The Mackenzie Delta Ancestor Replaces the Shallow Sea

The remnants of shale that cover the limestones in a few places are a tiny sample of a huge sedimentary basin that is preserved under the Mackenzie Delta. In fact the Delta is merely the most recent stage in the accumulation of sediments in this basin. Sediment has been washing into it for at least the last sixty-five million years and has built up to a thickness of about 15 km. This basin is wedge-shaped in cross section, becoming thicker as the Beaufort Sea is approached. These sediments contain all of the gas and oil finds that have been made in the Delta or Beaufort Sea.

Shales are one of a family of rocks known as clastics. These sedimentary rocks formed from the erosional products of other rocks. Sandstones and conglomerates fall into this category. The coarser the fragments composing the rock, the faster must have been the currents moving them. From this knowledge and the distribution of shale, sandstones, and conglomerates, it is possible to interpret the environment at the time these sediments were deposited. Most of what is known about the rocks in the Mackenzie Delta sedimentary basin came from the wells drilled in search of oil and gas. A diamond drill bit makes an annular hole and the rock left in the middle is brought to the surface as core. This is very costly because the entire length of drill rod connecting the bit with the surface must be raised also. This may take several hours if the drill is deep. Therefore geologists working on the drill rig get cores only when they feel it is very important to examine the structures in the rock. Otherwise they must content themselves with the cuttings (rock chips) that are washed up the hole with the circulating drilling fluid.

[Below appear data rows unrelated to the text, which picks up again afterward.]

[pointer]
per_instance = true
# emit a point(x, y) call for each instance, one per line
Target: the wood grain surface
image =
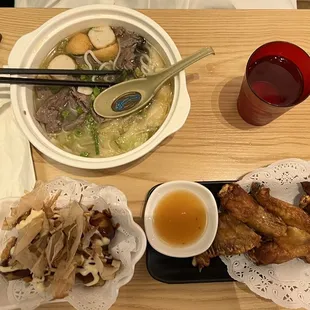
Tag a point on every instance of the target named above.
point(214, 144)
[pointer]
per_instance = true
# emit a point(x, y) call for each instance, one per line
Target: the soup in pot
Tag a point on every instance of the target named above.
point(67, 114)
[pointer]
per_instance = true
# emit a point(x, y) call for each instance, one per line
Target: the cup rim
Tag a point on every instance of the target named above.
point(296, 102)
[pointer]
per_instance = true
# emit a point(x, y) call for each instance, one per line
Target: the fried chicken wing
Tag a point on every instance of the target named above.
point(241, 205)
point(290, 214)
point(272, 253)
point(304, 202)
point(232, 237)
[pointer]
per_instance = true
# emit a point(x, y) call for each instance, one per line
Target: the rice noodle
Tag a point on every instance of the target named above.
point(87, 61)
point(147, 66)
point(89, 52)
point(116, 58)
point(108, 65)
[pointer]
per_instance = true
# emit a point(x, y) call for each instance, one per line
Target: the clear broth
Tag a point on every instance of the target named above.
point(180, 218)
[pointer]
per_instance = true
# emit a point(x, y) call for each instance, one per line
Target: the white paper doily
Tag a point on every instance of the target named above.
point(128, 246)
point(288, 284)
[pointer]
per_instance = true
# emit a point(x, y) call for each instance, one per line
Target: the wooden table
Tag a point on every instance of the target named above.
point(214, 144)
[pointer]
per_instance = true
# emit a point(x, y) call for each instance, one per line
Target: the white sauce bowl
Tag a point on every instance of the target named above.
point(205, 240)
point(31, 49)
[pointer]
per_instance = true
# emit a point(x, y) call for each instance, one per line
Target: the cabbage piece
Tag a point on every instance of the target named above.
point(132, 139)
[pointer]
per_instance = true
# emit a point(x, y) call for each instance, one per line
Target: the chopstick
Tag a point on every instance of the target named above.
point(26, 81)
point(25, 71)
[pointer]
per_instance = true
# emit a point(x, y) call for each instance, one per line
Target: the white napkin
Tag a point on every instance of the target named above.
point(16, 166)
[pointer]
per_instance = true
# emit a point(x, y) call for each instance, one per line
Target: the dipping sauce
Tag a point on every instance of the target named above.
point(180, 218)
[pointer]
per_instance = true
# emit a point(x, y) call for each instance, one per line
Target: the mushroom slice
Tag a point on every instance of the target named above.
point(6, 253)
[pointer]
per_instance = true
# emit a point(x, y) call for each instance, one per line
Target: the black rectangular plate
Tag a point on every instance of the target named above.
point(180, 270)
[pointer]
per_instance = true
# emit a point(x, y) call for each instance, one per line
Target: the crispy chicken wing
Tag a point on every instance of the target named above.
point(272, 253)
point(294, 237)
point(304, 202)
point(242, 206)
point(295, 244)
point(233, 237)
point(291, 215)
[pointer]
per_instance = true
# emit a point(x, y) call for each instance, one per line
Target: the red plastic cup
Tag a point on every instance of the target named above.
point(277, 78)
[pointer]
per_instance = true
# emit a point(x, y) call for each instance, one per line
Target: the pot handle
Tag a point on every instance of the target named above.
point(21, 45)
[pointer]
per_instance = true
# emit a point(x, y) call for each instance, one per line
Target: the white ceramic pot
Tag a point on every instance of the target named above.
point(30, 50)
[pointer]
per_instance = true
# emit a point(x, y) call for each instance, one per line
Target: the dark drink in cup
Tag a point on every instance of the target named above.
point(274, 82)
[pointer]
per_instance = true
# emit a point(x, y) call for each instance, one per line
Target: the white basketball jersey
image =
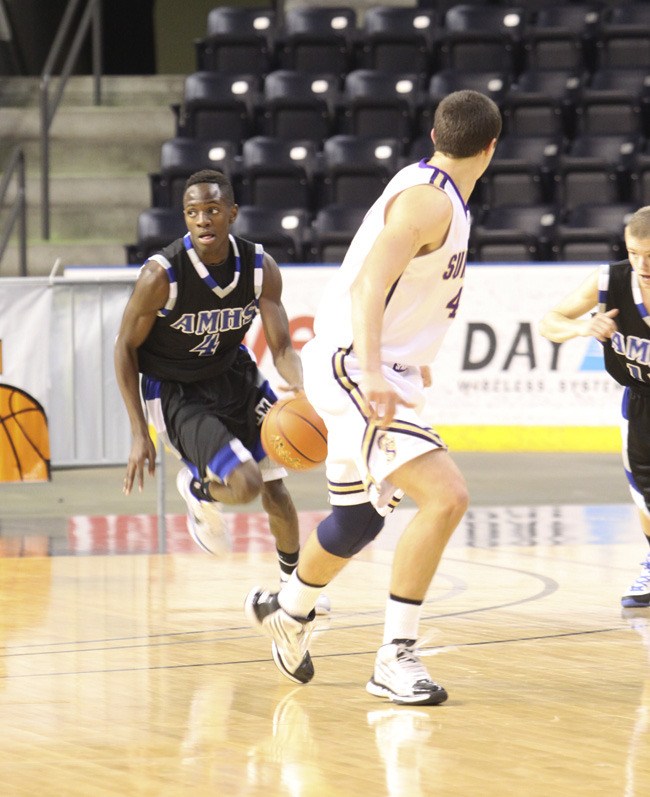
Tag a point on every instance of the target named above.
point(422, 303)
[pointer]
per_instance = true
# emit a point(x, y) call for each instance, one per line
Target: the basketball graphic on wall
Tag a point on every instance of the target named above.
point(24, 437)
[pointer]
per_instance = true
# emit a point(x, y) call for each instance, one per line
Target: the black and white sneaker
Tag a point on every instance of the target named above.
point(400, 676)
point(290, 635)
point(206, 523)
point(323, 604)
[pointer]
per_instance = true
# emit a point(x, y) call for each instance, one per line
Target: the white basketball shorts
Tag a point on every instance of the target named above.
point(360, 455)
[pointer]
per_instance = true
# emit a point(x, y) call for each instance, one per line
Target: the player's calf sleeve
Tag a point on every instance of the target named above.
point(348, 529)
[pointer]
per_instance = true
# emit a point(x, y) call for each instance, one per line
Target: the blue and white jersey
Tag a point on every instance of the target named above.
point(423, 302)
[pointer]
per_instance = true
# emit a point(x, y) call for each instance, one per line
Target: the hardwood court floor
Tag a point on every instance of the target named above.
point(136, 673)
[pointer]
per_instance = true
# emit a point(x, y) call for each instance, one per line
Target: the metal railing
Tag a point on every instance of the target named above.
point(91, 16)
point(18, 212)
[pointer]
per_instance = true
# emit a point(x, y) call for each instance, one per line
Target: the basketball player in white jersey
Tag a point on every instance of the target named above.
point(378, 327)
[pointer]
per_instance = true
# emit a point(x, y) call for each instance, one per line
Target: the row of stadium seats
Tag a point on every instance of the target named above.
point(294, 104)
point(350, 170)
point(535, 233)
point(309, 145)
point(503, 37)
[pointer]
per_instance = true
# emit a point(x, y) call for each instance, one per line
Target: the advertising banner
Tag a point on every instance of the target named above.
point(25, 312)
point(497, 383)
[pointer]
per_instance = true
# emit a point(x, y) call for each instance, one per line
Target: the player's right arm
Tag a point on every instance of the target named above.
point(567, 319)
point(150, 293)
point(417, 221)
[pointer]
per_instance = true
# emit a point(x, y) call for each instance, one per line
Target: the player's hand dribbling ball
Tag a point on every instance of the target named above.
point(293, 434)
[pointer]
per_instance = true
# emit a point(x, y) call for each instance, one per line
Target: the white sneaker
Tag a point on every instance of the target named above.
point(323, 605)
point(638, 595)
point(205, 521)
point(290, 635)
point(400, 676)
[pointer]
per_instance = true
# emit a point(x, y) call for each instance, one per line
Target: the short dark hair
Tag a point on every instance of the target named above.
point(465, 122)
point(638, 224)
point(212, 176)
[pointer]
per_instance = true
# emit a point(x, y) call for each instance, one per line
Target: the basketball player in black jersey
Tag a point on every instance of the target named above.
point(180, 347)
point(621, 293)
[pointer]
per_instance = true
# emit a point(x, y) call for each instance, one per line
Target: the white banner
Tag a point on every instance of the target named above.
point(25, 312)
point(494, 367)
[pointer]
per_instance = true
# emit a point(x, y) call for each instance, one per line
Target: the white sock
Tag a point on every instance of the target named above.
point(402, 620)
point(298, 598)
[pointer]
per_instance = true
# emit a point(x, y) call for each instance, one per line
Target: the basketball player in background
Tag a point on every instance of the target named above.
point(620, 292)
point(379, 325)
point(182, 331)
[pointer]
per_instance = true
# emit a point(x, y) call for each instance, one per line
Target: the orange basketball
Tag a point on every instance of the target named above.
point(24, 437)
point(293, 434)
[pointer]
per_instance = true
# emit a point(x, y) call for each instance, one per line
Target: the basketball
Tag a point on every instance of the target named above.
point(24, 437)
point(293, 434)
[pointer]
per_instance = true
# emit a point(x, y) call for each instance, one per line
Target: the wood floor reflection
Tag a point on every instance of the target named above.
point(136, 673)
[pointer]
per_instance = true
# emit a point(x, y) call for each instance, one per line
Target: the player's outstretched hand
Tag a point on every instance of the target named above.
point(381, 397)
point(142, 450)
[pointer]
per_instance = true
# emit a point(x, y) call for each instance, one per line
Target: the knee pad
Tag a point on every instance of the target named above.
point(348, 529)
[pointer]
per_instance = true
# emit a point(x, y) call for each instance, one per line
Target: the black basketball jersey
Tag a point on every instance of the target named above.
point(627, 353)
point(197, 334)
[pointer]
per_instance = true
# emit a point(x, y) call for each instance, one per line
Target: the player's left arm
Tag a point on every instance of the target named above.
point(276, 326)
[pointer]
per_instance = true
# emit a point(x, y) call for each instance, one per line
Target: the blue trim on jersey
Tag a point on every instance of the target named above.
point(259, 264)
point(632, 482)
point(152, 388)
point(258, 451)
point(207, 278)
point(224, 462)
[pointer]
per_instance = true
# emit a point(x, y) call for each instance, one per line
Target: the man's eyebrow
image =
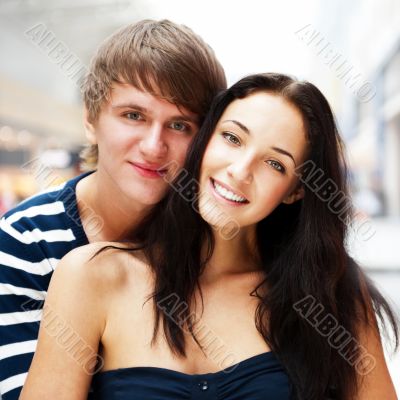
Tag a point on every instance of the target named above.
point(129, 105)
point(180, 117)
point(246, 130)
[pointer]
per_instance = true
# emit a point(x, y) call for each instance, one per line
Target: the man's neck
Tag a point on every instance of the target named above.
point(106, 215)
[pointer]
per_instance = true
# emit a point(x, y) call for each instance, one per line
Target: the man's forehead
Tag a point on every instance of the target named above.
point(125, 95)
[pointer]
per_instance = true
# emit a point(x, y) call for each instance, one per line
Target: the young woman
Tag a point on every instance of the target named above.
point(239, 285)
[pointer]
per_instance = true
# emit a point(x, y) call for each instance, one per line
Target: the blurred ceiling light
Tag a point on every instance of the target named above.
point(24, 138)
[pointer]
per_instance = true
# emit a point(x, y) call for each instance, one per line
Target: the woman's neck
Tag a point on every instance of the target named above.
point(234, 256)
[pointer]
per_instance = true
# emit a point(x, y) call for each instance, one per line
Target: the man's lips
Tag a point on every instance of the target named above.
point(149, 170)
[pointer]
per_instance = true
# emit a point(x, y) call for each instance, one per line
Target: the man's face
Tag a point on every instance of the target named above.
point(137, 134)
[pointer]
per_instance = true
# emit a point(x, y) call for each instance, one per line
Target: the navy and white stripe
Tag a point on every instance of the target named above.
point(34, 236)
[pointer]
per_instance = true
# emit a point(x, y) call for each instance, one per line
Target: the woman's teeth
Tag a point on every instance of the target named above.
point(227, 194)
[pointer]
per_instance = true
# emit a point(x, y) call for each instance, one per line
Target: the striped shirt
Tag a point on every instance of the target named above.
point(34, 236)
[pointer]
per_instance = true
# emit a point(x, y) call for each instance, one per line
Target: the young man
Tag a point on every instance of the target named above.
point(146, 93)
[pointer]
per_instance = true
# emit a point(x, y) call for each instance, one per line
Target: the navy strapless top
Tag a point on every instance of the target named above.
point(257, 378)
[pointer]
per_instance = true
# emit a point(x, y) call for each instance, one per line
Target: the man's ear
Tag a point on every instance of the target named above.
point(297, 194)
point(89, 128)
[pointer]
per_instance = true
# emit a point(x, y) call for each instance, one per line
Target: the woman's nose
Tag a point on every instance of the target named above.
point(241, 171)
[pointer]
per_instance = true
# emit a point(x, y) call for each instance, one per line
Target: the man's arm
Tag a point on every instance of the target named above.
point(24, 276)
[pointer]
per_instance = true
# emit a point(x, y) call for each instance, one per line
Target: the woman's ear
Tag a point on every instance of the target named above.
point(89, 128)
point(297, 194)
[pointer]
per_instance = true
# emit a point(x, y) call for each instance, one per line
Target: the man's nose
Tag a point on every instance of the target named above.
point(152, 145)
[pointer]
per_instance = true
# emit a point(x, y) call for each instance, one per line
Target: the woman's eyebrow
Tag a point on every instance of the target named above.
point(247, 131)
point(244, 128)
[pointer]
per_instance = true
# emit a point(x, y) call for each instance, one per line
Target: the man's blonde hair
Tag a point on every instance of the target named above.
point(162, 58)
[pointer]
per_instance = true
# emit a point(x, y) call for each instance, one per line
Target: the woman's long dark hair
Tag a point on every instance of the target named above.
point(302, 248)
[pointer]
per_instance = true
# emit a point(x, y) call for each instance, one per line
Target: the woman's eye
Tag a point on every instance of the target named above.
point(180, 126)
point(275, 164)
point(134, 116)
point(231, 138)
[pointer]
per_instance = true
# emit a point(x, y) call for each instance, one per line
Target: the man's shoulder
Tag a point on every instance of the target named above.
point(46, 223)
point(104, 264)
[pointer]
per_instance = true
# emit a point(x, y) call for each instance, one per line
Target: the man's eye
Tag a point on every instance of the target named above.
point(180, 126)
point(231, 138)
point(134, 116)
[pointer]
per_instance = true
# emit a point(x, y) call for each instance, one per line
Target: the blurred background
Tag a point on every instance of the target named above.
point(350, 50)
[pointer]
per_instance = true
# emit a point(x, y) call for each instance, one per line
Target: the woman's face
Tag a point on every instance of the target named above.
point(248, 168)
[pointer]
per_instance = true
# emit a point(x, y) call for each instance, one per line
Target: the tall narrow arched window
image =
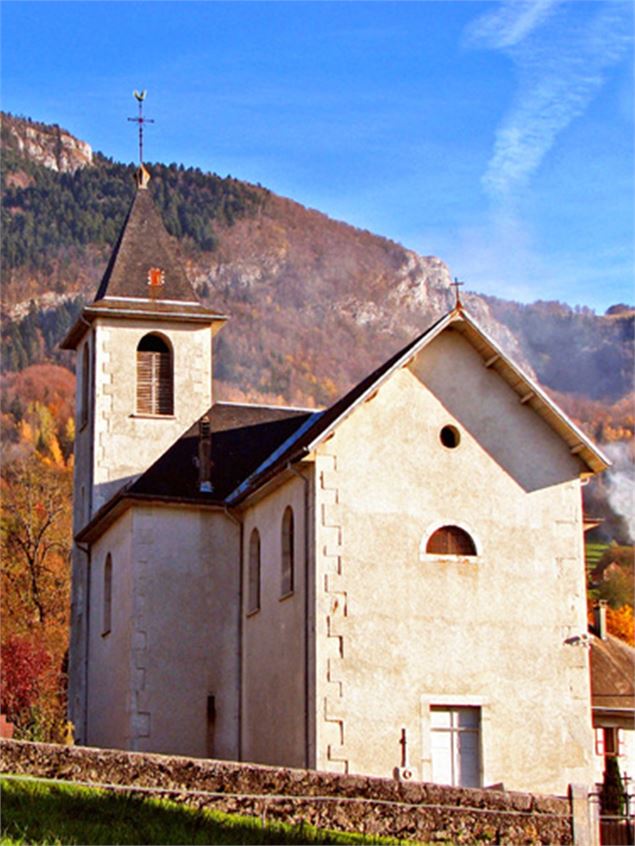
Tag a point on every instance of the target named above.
point(84, 375)
point(287, 574)
point(155, 383)
point(253, 584)
point(451, 540)
point(107, 597)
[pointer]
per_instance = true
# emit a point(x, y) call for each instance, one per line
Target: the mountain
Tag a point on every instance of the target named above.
point(315, 304)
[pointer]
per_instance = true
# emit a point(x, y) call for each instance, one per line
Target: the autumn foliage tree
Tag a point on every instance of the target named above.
point(35, 538)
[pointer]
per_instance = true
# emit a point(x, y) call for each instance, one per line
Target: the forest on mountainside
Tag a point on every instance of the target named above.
point(315, 305)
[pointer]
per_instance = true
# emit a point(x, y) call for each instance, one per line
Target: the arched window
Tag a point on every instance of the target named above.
point(286, 585)
point(253, 587)
point(155, 391)
point(85, 386)
point(450, 540)
point(107, 597)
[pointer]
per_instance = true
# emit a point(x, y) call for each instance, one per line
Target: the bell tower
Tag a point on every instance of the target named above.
point(144, 375)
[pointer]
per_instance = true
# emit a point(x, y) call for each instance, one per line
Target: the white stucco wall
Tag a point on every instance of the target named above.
point(126, 444)
point(274, 673)
point(398, 630)
point(186, 581)
point(114, 445)
point(174, 637)
point(109, 680)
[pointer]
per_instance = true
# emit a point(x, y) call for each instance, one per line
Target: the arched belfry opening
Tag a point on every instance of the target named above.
point(450, 540)
point(155, 376)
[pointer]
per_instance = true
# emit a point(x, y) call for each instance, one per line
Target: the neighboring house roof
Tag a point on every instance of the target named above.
point(612, 674)
point(250, 446)
point(124, 291)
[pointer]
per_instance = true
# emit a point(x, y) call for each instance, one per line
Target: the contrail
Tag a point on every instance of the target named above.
point(562, 55)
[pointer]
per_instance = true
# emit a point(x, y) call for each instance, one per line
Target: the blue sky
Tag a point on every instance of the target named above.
point(497, 136)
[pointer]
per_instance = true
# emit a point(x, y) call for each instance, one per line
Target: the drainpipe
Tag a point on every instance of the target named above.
point(240, 525)
point(205, 456)
point(87, 552)
point(599, 619)
point(307, 608)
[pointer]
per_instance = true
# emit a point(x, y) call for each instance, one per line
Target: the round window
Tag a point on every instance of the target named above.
point(450, 437)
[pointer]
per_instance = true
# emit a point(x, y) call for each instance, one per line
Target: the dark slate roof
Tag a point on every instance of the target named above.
point(317, 426)
point(612, 674)
point(144, 243)
point(242, 438)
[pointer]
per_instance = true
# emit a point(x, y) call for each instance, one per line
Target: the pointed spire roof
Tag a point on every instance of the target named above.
point(143, 264)
point(144, 277)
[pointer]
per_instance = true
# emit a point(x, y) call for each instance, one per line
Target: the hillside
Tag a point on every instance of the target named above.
point(315, 304)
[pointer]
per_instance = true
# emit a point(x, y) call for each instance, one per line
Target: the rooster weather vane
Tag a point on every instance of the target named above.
point(140, 120)
point(456, 285)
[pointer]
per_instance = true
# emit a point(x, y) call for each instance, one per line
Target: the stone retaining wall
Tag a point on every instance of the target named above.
point(349, 803)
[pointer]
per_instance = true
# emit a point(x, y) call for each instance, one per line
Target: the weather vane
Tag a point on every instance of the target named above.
point(456, 285)
point(140, 97)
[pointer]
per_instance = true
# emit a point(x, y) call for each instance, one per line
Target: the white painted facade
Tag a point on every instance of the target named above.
point(379, 641)
point(383, 656)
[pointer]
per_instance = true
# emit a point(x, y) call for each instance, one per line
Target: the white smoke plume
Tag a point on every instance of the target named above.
point(620, 482)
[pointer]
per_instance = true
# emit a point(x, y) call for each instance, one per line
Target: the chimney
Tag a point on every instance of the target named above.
point(599, 619)
point(205, 456)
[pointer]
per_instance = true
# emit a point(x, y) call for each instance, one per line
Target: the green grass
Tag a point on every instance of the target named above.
point(40, 812)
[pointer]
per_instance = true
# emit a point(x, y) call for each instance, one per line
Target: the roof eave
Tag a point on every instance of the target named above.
point(110, 512)
point(90, 313)
point(579, 444)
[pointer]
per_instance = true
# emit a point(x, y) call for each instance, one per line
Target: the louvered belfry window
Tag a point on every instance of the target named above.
point(451, 540)
point(155, 383)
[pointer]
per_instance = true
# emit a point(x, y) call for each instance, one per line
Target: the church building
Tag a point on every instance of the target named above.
point(392, 586)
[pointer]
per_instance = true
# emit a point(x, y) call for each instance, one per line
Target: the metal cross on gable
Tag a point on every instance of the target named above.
point(456, 285)
point(140, 120)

It turns out that the structure of the sedimentary basin is quite complicated. It is a large basin that filled with sediment but, simultaneously, mountain-building forces were at work, disturbing the basin. The present delta contains mostly silt laid down by the twisting channels of the Mackenzie River. Below the delta surface the entire range of clastic sediments are found. Conglomerates indicating strong currents were present at the time of sediment deposition. Parts of the basin were raised by compressive forces to form land and streams ran off this land, redepositing sediment that had already been turned to rock. The raising of Campbell Uplift was probably happening at this time because shales that presently cap the uplift would have originated in a deep part of the basin, away from the direct sediment source of a river mouth. Shales that are the same age exist to the west and north of the Campbell Uplift under the Delta. The shales on the Uplift must have had time to be raised high enough so that erosion could expose them.

To observe one of the erosional remnants deposited during the disturbance of the basin, walk 1.5 km south along an old access road that leaves the Dempster Highway, about 100 m east of the limestone quarry. This road leads to a quarry (Site 3) that was abandoned because the quality of the rock turned out to be unsatisfactory for road construction. It turned out that this rock weathers very quickly. It is a sandstone in which the sand grains are only weakly cemented with calcium carbonate or pyrite. Both these minerals are readily dissolved by water percolating through the rock. If this happens the rock loses its strength. Chunks break down into sand so a roadbed constructed of such material gradually collapses. Determining the suitability of rock for construction is part of a separate field called engineering geology.
Geography Cross-section (65392 bytes) Figure 3. Generalized cross-section showing what a slice of the land would look like moving from Campbell Lake to the Mackenzie Delta.

There is still enough of the quarry to let you see a record of an erosion episode that took place as the Mackenzie Delta sedimentary basin was being disturbed by mountain-building forces. The exposure is a record of a stream channel depositing sand, pebbles, cobbles, and plant remains over a more tranquil setting, perhaps a bog or flood plain. The flood plain layers are thin, less than one cm thick, with much organic material that forms black layers. Over this it seems that sand has suddenly been deposited in curved layers. A stream channel has appeared and would be changing course rapidly, in a matter of days or even hours. Sand would settle out on the stream bed, then the bed would move, perhaps to a place where it had been before, eroding the previous sediments. You can tell this if you follow a sand bed. You'll find that one sequence of beds is cut off or truncated by another, a sign that the stream was changing course and removing sand it had left earlier. Pebbles are spotted throughout, showing that the current must have been rapid. You might also notice that the thin organic beds below are not horizontal but have been compressed or squeezed. The stream washed in sand so quickly that the sediment beneath was still soft enough to collapse a bit under the added weight.

These sediments are tucked away in this low area between two limestone ridges, one to the south and one beside the road you walked in on. It is a protected pocket that survived removal by glacial erosion. Sometimes a small outcrop like this is all that is available for making interpretations of what happened. These rocks are clastic (formed from broken rock fragments), and they must be related to the much larger deposit of clastic rock that is the Delta sedimentary basin. The source of these particular sandstones has long been buried or removed and these pockets remain to give us clues that more than just one continuous building of sediment happened.